La Francia ha deciso di prolungare di dieci anni l’operatività di 32 vecchi reattori nucleari, la metà dei quali dista meno di 200 chilometri dai nostri confini. Su sollecitazione di Greenpeace, lo scorso 14 gennaio l’allora ministro dell’Ambiente Sergio Costa, ha inviato una nota alle autorità francesi per chiedere una “consultazione transfrontaliera”.

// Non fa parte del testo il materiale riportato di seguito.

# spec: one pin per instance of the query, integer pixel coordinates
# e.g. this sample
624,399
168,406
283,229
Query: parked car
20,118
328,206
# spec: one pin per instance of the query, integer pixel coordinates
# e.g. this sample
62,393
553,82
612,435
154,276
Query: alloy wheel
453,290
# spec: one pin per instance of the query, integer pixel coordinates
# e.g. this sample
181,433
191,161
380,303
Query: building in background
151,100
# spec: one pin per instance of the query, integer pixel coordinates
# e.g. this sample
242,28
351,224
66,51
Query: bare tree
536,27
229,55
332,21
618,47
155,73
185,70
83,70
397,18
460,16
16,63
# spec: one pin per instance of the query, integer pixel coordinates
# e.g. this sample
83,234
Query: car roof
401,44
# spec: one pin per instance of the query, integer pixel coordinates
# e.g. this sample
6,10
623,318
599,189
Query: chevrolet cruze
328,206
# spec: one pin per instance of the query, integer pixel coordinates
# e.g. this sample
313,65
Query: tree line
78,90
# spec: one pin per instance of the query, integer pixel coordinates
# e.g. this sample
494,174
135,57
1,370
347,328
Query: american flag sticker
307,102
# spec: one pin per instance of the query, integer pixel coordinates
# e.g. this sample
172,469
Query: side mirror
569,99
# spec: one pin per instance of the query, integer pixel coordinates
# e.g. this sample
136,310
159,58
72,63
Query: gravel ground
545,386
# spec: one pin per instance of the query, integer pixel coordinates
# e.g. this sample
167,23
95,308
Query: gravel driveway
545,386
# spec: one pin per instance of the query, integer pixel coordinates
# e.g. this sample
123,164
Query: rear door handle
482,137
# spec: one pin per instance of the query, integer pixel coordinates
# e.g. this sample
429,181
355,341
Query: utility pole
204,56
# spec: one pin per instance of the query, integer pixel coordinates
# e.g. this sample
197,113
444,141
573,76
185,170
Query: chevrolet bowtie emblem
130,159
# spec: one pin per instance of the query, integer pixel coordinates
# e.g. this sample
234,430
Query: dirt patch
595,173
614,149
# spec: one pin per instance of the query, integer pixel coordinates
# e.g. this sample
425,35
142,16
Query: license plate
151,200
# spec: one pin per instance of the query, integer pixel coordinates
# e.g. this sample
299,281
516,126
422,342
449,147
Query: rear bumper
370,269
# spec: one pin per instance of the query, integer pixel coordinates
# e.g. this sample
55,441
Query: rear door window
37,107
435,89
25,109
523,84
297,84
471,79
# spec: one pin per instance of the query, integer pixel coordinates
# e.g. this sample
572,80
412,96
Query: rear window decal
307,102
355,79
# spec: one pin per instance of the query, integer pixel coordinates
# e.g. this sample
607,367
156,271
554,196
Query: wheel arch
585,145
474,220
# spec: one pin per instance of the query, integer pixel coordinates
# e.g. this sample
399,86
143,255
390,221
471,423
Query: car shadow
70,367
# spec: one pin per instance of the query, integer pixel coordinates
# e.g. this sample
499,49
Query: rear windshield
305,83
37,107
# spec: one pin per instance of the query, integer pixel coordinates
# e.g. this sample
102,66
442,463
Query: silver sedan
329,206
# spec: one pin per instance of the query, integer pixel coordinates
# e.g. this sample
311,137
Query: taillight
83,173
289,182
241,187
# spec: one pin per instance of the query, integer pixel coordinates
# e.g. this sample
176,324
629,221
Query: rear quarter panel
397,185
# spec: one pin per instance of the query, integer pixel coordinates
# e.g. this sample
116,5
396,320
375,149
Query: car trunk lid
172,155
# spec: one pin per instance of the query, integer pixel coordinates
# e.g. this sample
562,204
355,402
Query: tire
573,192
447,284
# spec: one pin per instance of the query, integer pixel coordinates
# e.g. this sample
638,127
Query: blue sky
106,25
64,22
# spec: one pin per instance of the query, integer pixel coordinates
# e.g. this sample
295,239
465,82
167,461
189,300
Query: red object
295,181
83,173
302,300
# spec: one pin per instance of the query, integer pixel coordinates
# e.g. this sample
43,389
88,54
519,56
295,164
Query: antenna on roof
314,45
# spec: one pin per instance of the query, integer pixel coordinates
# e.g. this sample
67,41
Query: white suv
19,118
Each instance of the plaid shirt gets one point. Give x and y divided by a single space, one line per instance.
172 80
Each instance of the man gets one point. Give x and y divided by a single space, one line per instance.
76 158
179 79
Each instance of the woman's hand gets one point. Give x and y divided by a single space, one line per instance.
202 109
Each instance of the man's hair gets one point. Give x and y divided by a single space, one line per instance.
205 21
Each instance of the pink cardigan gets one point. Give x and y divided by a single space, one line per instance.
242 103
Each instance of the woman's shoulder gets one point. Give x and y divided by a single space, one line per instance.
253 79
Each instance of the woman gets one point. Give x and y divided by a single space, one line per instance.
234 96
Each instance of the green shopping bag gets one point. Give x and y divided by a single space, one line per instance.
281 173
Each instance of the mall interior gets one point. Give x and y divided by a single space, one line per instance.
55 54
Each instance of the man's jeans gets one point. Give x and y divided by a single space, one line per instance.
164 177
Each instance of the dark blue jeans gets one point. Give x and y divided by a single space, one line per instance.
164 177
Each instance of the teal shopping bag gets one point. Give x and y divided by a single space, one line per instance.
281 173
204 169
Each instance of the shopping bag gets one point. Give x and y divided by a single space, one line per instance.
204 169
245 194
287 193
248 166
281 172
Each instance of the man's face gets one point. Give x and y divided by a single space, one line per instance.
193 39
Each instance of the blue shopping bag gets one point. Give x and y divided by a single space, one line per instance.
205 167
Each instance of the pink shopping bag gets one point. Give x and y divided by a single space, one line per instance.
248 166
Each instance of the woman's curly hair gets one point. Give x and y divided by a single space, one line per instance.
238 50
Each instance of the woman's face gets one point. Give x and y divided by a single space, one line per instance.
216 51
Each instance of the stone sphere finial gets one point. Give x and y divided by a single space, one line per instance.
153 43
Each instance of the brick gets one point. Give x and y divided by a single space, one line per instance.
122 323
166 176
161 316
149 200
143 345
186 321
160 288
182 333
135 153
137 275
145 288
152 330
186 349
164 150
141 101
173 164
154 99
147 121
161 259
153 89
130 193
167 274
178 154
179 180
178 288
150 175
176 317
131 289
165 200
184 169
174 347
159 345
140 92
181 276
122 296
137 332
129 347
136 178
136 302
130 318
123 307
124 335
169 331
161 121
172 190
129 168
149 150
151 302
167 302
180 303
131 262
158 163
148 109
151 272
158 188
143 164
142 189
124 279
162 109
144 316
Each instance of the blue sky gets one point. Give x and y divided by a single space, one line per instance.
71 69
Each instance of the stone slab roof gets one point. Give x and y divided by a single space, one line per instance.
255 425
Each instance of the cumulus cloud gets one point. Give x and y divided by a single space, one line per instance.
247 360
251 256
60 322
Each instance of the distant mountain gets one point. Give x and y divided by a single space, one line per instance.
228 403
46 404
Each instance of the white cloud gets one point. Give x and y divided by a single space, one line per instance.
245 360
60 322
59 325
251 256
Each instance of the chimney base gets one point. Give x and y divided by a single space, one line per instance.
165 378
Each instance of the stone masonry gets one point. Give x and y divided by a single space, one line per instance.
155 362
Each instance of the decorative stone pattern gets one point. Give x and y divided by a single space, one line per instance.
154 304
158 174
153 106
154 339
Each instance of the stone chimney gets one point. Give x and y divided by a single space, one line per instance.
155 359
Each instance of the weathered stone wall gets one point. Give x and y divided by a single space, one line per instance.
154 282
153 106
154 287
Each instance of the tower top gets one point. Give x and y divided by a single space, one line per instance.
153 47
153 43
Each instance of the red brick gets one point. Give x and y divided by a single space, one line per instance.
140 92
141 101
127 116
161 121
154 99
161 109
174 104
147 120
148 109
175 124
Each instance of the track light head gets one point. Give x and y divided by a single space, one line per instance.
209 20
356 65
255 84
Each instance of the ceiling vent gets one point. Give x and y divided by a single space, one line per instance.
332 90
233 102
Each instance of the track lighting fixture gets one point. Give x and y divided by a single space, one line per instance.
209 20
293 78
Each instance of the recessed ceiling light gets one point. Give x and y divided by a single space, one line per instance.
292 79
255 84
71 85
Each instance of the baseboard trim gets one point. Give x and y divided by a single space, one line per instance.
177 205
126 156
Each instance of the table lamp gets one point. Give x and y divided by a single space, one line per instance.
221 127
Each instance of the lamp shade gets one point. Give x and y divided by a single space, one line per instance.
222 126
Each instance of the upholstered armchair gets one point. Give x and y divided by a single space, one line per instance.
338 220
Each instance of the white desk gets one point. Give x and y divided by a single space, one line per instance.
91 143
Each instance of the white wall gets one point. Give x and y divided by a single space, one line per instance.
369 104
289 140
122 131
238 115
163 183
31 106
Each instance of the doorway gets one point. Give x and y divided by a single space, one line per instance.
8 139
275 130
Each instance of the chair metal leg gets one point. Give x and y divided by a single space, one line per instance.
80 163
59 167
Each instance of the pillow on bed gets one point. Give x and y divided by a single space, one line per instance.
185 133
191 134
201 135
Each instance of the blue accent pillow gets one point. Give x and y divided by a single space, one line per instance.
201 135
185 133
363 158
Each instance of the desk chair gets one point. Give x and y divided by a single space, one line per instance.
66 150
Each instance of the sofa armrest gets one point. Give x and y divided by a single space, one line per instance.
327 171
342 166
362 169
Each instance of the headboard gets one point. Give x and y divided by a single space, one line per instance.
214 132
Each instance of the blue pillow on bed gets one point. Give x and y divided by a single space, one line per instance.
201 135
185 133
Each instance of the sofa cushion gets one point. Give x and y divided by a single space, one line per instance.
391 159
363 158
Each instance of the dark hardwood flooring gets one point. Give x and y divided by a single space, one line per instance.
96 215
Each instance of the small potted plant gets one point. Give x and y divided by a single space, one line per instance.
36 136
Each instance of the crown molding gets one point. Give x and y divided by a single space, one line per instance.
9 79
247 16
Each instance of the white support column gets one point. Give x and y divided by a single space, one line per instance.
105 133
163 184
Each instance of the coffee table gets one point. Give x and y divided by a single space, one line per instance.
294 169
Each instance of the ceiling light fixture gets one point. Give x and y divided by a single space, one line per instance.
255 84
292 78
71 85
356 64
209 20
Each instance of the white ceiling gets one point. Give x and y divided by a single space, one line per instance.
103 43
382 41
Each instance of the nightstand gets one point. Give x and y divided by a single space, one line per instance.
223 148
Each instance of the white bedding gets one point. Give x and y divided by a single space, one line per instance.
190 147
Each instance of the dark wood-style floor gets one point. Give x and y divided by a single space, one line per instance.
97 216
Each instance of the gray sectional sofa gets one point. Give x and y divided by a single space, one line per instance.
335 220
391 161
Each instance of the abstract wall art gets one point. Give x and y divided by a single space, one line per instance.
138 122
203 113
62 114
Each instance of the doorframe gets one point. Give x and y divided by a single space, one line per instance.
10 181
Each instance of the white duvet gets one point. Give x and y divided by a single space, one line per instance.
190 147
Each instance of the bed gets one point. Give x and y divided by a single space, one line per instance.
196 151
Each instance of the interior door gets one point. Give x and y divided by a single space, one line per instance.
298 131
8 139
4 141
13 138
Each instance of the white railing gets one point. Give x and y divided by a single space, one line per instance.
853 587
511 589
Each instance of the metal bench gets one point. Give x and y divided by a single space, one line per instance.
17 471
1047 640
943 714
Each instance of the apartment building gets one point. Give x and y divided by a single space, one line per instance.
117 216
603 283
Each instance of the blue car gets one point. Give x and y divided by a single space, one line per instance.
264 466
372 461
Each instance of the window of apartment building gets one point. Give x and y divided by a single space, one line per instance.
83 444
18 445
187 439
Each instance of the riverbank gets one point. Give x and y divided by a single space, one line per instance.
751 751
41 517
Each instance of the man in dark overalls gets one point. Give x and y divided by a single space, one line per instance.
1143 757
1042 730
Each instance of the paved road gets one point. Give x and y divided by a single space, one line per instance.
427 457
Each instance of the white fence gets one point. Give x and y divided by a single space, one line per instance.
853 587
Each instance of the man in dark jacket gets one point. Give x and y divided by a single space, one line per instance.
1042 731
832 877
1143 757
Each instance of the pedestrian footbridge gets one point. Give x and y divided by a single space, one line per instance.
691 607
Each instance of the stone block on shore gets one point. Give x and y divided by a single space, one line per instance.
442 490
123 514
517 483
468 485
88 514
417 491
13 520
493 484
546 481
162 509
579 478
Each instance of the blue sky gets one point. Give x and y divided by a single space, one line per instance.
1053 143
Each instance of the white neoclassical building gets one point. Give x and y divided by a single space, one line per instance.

Il direttore esecutivo di Greenpeace ItaliaGiuseppe Onufrio ha segnalato che “queste vecchie centrali nucleari sono pericolose già adesso e nessun miracolo riuscirà mai a portarle agli standard di sicurezza oggi richiesti. – continua – Che i cittadini italiani siano parte interessata, ai sensi della Convenzione di Espoo, è ovvio. In particolare, i cittadini di Liguria, Piemonte, Valle d’Aosta e Lombardia saranno esposti con questa decisione a rischi notevoli nei prossimi dieci anni”.

La Convenzione di Espoo adottata nel 1991 richiede ai governi di garantire la possibilità anche ai cittadini degli Stati confinanti, evidentemente coinvolti, di partecipare ad una procedura di consultazione sulle attività proposte. Si chiama “consultazione transfrontaliera” e prevede, su questioni rilevanti come questa, un’accurata Valutazione di Impatto Ambientale, che però il governo francese non ha avviato.